Find the distance between the midpoints of line AC and line CB. Show work
2006-10-24 11:10:12 · 5 answers · asked by Anonymous in Science & Mathematics ➔ Mathematics
ah goodness me , am last one again .
■ Step 1
Midpoint of AC =( x A + x C ) / 2 = 2 + 8 / 2 = 10 / 2 = + 5
Midpoint of AC = ( y A + y C ) / 2 = 16 + 0 / 2 = 16 / 2 = +8
Let X1 = + 5
Let Y1 = + 8
( 5 , 8 )
■ Step 2
Midpoint of CB = ( x C + x B ) / 2 = 8 + 32 / 2 = 40 / 2 = +20
Midpoint of CB = ( y C + y B ) / 2 = 0 - 64 / 2 = -64 / 2 = - 32
Let X2 = + 20
Let Y2 = - 32
( 20 , -32 )
■ Step 3
Distance Formula = √ [ ( x2 - x1 ) ² + ( y2 - y1 )² ]

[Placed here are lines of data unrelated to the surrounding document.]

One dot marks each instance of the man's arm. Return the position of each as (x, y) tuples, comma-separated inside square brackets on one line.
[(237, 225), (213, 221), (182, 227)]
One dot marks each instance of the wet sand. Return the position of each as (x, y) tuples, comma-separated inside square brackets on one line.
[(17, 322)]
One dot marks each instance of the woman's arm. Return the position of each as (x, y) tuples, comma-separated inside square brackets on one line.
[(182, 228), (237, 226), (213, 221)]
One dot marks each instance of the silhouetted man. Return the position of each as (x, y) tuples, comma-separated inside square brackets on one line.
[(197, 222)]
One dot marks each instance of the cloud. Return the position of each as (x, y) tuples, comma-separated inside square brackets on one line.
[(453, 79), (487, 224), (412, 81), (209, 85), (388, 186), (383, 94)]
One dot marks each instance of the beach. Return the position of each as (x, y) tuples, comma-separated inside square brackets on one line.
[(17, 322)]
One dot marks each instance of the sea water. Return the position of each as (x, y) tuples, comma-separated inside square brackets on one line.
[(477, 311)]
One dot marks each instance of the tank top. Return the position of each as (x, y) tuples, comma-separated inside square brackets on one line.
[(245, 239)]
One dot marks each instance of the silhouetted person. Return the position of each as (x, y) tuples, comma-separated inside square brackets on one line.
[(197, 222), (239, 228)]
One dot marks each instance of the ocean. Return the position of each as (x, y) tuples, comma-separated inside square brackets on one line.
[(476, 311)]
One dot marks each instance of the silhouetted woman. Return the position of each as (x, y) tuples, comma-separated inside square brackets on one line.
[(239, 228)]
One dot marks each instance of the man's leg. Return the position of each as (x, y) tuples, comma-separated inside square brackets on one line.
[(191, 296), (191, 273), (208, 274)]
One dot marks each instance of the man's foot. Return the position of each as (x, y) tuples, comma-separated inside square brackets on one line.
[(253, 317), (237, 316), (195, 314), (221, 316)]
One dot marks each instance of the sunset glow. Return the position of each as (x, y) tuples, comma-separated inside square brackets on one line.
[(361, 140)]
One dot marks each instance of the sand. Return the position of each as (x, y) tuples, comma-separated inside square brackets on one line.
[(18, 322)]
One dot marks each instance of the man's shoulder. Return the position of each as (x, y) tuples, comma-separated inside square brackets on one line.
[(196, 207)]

D = √ [ ( 20 -5) ² + ( -32 - 8 )² ]
D = √ [ ( 15 ) ² + ( -40 )² ]
D = √ [ 225 + 1600 ]
D = √ [1825 ]
D = + 42.72
Good Luck dear ♣
2006-10-26 11:55:50 · answer #1 · answered by sweetie 5 · 6⤊ 0⤋
First find the midpoints. The coordinates for the midpoints of a line segment would be (x1+x2)/2 , (y1 + y2)/2. For |AC, that would be (5,8). For |CB that would be (20, -32).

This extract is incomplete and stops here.